La bilirubina è un prodotto di degradazione dell'EME, una componente chiave dell'emoglobina contenuta nei globuli rossi. Una volta sintetizzata (bilirubina indiretta o non coniugata) viene resa idrosolubile a livello epatico (bilirubina diretta o coniugata), e secreta nella bile (che si riversa nell'intestino). Un aumento della frazione totale con frazione non coniugata elevata e coniugata normale, può quindi riflettere un problema di funzionalità epatica (cirrosi, epatiti virali ecc.) o un aumentato catabolismo dei globuli rossi (anemia emolitica). Al contrario, un aumento della frazione coniugata (diretta) può riflettere un problema di ostruzione biliare intra od extraepatico.
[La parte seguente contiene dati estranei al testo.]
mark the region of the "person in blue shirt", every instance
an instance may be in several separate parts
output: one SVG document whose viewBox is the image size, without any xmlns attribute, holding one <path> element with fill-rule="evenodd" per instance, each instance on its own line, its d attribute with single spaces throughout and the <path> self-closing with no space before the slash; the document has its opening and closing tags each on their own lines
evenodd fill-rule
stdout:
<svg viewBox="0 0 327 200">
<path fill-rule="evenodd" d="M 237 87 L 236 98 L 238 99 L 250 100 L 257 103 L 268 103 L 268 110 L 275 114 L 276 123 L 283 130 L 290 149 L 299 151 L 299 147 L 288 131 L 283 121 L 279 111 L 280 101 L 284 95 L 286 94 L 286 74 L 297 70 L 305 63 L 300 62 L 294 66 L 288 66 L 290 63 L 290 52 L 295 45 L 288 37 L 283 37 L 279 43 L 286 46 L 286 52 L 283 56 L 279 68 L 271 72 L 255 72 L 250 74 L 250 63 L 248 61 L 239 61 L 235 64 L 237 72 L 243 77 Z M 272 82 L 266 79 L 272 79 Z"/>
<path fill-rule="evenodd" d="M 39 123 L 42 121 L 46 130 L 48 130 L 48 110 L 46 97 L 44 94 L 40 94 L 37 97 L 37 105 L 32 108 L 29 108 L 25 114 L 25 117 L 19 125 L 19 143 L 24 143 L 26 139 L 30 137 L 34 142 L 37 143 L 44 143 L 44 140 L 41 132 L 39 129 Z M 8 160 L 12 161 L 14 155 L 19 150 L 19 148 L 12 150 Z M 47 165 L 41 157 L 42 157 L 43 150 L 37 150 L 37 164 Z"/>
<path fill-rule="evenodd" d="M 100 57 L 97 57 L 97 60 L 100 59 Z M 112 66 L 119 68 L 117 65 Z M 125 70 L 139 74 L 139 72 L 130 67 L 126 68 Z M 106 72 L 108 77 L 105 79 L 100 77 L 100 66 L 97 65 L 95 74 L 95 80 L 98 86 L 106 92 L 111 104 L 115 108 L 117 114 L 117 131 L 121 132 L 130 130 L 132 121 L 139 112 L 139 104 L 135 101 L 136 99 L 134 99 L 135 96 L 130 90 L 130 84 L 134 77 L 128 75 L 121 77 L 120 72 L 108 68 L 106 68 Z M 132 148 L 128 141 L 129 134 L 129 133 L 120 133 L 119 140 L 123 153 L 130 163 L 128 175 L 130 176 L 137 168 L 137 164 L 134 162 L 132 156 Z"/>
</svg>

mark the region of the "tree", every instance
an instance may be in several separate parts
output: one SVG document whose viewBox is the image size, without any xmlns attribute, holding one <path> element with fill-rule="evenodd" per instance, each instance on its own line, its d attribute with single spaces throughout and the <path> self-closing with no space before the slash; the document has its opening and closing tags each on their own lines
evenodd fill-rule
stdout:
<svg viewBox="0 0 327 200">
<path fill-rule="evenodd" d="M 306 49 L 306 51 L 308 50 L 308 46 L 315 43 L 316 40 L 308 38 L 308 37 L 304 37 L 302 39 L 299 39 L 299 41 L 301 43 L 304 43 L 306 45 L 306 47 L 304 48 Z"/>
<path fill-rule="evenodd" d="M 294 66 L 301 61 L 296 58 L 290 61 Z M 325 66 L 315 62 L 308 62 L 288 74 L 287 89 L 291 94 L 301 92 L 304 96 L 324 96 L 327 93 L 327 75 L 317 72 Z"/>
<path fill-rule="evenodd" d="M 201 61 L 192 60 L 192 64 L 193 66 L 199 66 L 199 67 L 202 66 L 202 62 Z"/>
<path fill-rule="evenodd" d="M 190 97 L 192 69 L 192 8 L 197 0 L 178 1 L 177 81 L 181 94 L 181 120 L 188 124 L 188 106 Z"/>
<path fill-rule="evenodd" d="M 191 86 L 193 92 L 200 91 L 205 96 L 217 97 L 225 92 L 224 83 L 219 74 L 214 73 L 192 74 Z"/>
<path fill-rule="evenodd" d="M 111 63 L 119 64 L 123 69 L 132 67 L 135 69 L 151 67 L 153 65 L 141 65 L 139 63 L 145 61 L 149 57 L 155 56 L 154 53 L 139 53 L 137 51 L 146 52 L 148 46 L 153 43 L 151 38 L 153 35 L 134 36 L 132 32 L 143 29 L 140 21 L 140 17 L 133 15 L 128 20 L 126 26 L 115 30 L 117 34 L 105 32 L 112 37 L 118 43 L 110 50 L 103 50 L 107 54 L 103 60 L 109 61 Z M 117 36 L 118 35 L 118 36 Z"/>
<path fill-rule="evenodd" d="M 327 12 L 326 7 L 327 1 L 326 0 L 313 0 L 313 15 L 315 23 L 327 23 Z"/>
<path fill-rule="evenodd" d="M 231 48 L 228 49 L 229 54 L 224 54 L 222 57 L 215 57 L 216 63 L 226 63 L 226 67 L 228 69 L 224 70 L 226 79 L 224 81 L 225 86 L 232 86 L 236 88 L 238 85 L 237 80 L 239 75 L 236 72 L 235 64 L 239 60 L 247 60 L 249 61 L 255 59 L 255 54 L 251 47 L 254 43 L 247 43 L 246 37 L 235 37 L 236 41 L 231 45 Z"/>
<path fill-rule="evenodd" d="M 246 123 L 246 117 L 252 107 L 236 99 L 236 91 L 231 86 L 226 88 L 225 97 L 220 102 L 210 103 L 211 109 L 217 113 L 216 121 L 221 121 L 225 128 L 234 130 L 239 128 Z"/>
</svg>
Livelli di bilirubina indiretta lievemente aumentati, con tutti gli altri markers di funzionalità epatica nella norma, sono comuni nella sindrome di Gilbert.
Albumina
È una proteina presente nel plasma che viene prodotta dal fegato, necessaria per trasportare nel sangue gli ormoni gli acidi grassi. Se il fegato non funziona bene, come nel caso di cirrosi epatica, potrebbe produrre troppa poca albumina nel plasma. I valori di riferimento per l’albumina sono compresi fra 3,5 e 5,5 grammi per 100 millilitri (35-55 g/Litro). In caso di una malattia epatica cronica (es. cirrosi), i livelli di albumina sierica (e la sua sintesi) risultano diminuiti.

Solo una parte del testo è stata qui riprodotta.